あまり強情だとそのうちろくなことにはならないよって、やんわり脅し
て。そうかと思えばその翌日にはお武家様がやってきて、猫なで声で無
理にとは言わないがって、ちょっとやさしくと申しましょうか」

 脅しとすり寄り。見え透いた手だと才蔵は考えた。
「それで立ち退くにあたってはいかほどやると?」
「それは身の立つようにしてやるからって。さしあたって五十両もあれ
ばいいだろうが不服なら百両出してやってもいいって言うんです。けれ
どあたしは和尚さんにこう言われているんです。『わしの身に何かあっ
てもこの寺だけは守りなさい、いつか幸いすることがあるだろう』って
ことなんですけど、子供らのことはそれとは違う話だし」
「そうだな、落ち着き先を探してやりたいもんだ」
「はい。残ったのは十吾だけ。いい子なのにどうしてって思うんですけ
ど、なかなかうまくいかなくて。十吾の行く末さえ決めてやれれば、あ
たし一人どうしたって生きていけます。和尚さんには悪いけど、お寺の
ことなんてどうでもいいんです。いつか怖いことになりそうで」

 こんなボロ寺に百両とは、いかにもおかしな話である。だいたい幕府
の役人であれば、必要とあらば追い出すぐらいはたやすいこと。
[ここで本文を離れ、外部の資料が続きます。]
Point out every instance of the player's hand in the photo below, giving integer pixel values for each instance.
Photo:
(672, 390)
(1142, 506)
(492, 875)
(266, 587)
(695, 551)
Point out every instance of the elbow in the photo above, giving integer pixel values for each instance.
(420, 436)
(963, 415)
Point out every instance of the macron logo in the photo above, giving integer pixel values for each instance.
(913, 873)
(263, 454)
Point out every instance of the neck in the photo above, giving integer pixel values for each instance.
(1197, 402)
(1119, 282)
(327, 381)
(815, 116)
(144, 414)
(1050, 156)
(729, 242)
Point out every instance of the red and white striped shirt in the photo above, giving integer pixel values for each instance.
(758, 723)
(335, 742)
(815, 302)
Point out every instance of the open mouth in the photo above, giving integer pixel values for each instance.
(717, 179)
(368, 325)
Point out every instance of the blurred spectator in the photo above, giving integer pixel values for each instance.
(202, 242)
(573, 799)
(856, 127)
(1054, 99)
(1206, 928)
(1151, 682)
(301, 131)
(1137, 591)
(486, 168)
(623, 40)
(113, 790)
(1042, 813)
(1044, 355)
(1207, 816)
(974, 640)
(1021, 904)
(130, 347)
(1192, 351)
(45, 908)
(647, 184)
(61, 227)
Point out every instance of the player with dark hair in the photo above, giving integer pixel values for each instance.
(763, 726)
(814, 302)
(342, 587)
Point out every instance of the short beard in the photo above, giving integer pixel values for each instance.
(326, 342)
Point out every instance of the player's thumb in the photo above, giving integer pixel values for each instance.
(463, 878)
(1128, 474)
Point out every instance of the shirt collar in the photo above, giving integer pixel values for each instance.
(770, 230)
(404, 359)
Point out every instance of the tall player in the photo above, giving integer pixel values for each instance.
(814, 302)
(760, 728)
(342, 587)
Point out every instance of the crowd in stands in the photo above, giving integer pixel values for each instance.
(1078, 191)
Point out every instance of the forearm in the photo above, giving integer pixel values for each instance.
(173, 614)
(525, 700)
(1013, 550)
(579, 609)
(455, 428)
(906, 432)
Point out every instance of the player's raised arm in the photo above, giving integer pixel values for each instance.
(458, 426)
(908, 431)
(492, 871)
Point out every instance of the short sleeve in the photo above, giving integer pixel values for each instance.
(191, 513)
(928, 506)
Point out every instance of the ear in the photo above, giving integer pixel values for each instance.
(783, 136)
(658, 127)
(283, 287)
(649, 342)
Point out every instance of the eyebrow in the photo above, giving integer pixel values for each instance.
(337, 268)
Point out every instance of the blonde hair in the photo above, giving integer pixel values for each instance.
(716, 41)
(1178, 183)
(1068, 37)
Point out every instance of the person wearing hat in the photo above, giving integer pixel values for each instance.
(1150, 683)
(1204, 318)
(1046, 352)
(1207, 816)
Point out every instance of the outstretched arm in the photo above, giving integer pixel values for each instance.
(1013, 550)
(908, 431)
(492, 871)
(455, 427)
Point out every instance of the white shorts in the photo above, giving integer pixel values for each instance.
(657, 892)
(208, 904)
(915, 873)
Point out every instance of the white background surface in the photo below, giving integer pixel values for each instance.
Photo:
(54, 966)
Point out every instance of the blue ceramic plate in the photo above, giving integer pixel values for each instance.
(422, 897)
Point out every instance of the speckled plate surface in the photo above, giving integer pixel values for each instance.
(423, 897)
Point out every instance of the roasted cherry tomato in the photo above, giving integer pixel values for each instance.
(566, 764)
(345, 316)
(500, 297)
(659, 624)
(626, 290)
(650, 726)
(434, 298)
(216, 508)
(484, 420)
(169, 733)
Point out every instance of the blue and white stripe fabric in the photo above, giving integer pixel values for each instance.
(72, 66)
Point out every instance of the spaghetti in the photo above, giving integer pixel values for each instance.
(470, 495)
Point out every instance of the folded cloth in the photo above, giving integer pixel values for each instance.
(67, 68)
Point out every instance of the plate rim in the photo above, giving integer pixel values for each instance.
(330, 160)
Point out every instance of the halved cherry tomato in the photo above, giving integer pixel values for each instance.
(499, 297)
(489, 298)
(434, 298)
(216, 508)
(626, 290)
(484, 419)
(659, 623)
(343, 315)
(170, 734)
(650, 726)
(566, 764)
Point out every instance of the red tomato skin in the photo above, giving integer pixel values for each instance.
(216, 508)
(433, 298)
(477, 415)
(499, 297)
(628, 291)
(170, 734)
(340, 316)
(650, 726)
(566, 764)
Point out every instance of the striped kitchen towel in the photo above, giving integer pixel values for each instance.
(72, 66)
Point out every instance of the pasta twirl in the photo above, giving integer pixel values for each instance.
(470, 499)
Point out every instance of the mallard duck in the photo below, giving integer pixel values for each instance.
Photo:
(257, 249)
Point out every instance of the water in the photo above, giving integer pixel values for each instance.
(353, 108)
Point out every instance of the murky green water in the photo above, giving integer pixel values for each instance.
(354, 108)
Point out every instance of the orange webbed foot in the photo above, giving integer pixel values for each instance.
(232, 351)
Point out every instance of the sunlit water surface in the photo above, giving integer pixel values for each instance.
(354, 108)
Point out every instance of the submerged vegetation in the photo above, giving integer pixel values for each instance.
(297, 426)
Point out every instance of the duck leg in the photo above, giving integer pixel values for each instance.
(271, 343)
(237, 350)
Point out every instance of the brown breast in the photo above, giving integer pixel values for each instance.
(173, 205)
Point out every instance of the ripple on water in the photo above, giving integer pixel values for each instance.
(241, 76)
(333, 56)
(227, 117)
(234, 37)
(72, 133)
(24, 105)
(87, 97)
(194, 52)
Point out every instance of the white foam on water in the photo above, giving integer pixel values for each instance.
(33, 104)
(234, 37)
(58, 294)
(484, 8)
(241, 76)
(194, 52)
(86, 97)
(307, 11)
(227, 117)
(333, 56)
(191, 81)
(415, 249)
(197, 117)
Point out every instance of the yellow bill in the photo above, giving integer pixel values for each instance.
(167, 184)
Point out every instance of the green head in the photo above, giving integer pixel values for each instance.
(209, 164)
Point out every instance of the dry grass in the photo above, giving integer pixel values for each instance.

暮らし
向きを考えてやるにせよ、どこぞの土地に家を世話してやればいい。
 このあたりには徳川御三家のひとつ紀州家が藩邸を構え、その取り巻
きどもがはびこりだしているという。
 ますますおかしい。この寺には何かあると確信できる話であった。

「寺のいわれは? 何かわかるか?」
 お香は知らないと首を振った。
 この草源寺は、かつて家康が関東に出張る以前からあるもので、和尚
という人物は、伊豆の山奥にある林景寺(りんけいじ)という寺で修行
した僧侶であるらしい。よもやのことでもあればそこを頼るようにと言
われているというだけで、お香はそれ以上を知らなかった。